His father’s workshop hadn’t been used in years. It still smelled the same. He hadn’t changed anything since his father died, though he’d told himself it was to preserve his father’s legacy rather than admit he was preserving the possibility of his own return.
Grant set his beach findings on the workbench. The tools waited in neat rows along the pegboard. Pliers, files, wire cutters, and the small drill his father had given him when he was fourteen all hung on the wall in their proper places. All untouched for too long.
He ran his fingers over the driftwood again.He could see what it might become. The shape was already suggested in the curves.
Miranda’s voice whispered in his mind.
He pushed the thought away. This wasn’t about her. This wasn’t about galleries or critics or commercial appeal. This was about the storm and the wood. Seven years of silence demanding an answer.
His hands selected a file. The familiarity of it settled something inside him. He began removing the splintered edges, working with rather than against the wood’s natural grain. His body remembered this rhythm and the way his breath synchronized with each stroke of the file.
Time slipped. The morning light shifted across the workshop floor. He barely noticed.
The copper wire came next. He twisted it through the natural openings in the wood, creating a structure that complemented rather than competed with the driftwood’s flow. The metal piece needed modification. He worked it carefully with pliers until it fit against the wood as if they had always belonged together.
This wasn’t like his New York work. This was about listening and letting the materials guide his hands rather than forcing his vision upon them.
He stepped back, surprised to find his shirt damp with sweat. How long had he been working? The sculpture wasn’t finished, but it had taken form. The driftwood curved like a question mark, copper wire wrapping its length like memories. The metal piece provided anchoring weight. The sea glass caught light at precisely the angle where the wood’s natural curve created a hollow.
It wasn’t perfect. It wasn’t sophisticated or theoretical. But it was honest in a way his previous work had never been.
His phone rang in his pocket. He glanced at his watch and shook his head. Nearly eleven. He’d lost three hours to this unexpected detour.
He washed his hands at the workshop sink, watching dirt and tiny splinters swirl down the drain. His palms bore the beginnings of blisters. The muscles in his forearms ached pleasantly. He felt more alive than he had in years.
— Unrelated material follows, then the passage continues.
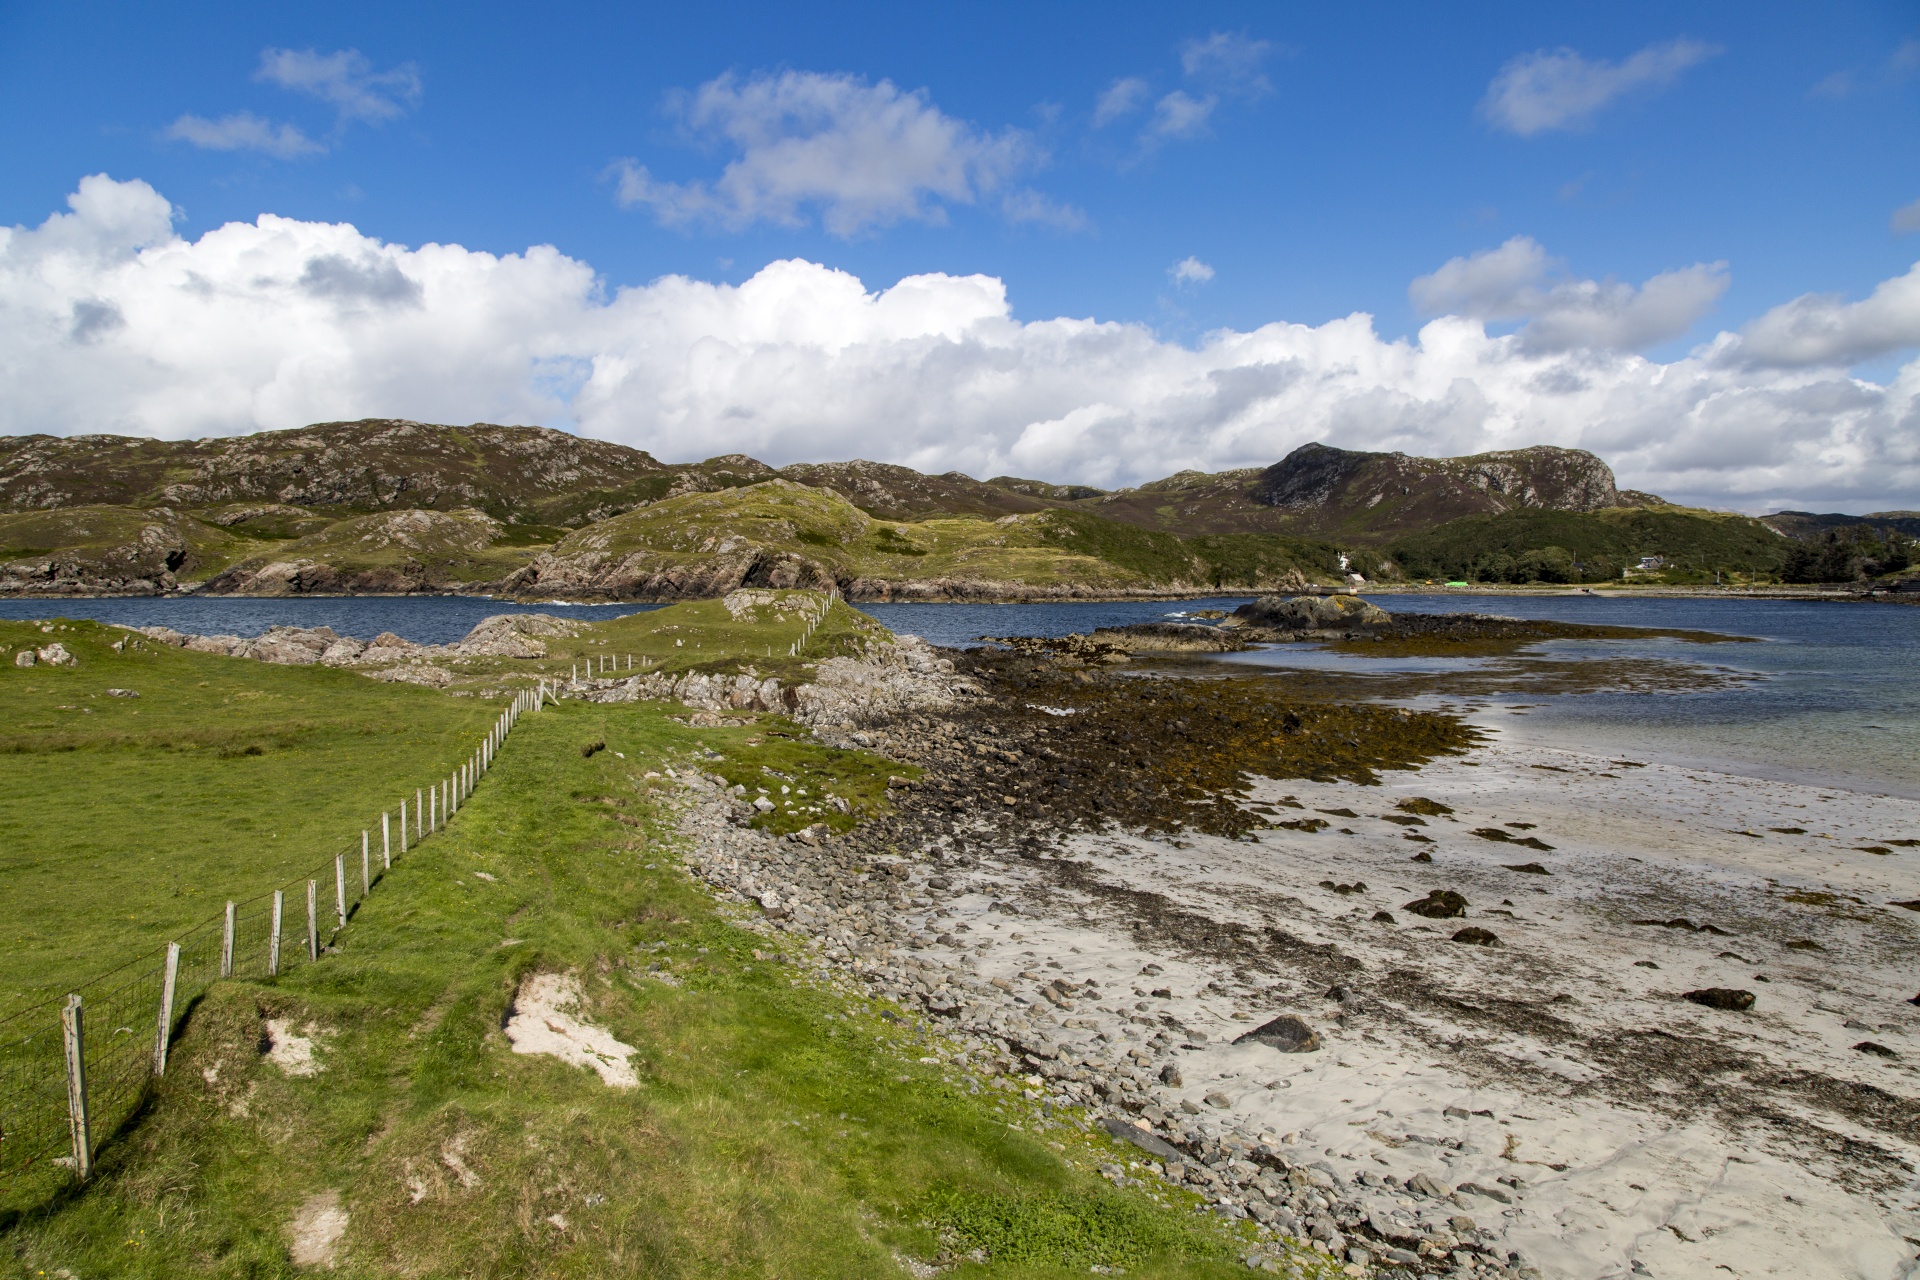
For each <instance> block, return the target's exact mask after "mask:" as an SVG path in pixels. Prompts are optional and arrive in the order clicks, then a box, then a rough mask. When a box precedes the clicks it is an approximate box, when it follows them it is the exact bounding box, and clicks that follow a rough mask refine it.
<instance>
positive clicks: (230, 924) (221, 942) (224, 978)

He almost closed the workshop door without looking back. Almost walked away, back to just being the gallery owner rather than the artist. But something made him turn.
The sculpture waited in a shaft of sunlight. Imperfect. Unfinished. But started.
Sometimes starting was the hardest part. Emily had taught him that. She’d shown up on that beach at dawn and faced the blank canvas. He could do the same.
Maybe he could be that brave too.
Before he could change his mind, he grabbed his handiwork, his creation, his art, and headed back to the gallery.
Chapter22
Emily stepped back from where Grant had just hung her lighthouse painting. The natural light caught the brushstrokes differently here than in her cottage studio. Better, maybe. Or just different. She couldn’t tell anymore.
“The height’s good.” He adjusted the frame a fraction to the left. “Want to check the angle from where people will come into the room?”
She walked to the entrance and turned back. Three paintings in a row, telling a story she hadn’t meant to tell. The lighthouse interior with its brass lamp and half-written letter. The storm-tossed seascape, all churning grays and desperate blues. The courtyard gathering, warm with community she’d only started to believe in.
“They look...” The words stuck. Professional? Real? Like they belonged here?
He joined her in the entryway. “They look like you. I mean, like your work. The real work, not the?—”
“Not the stuff I did for Franklin.” She finished the thought he was too polite to voice. “Yes, these are different.”
Different because she’d painted them for herself.
Grant moved back to adjust the middle painting. His movements had changed over the past week as they’d prepared for the festival. Less careful. More fluid.
“You’ve been working.” She nodded toward his hands, noting the small cuts and calluses that hadn’t been there before.
He flexed his fingers, seeming surprised she’d noticed. “Just playing around. Found some good driftwood after that storm last weekend.”
Playing around. Right. She’d seen him hauling materials into the back workshop, heard the sounds of sawing and sanding when she’d stopped by yesterday. He was creating again, even if he wouldn’t call it that yet.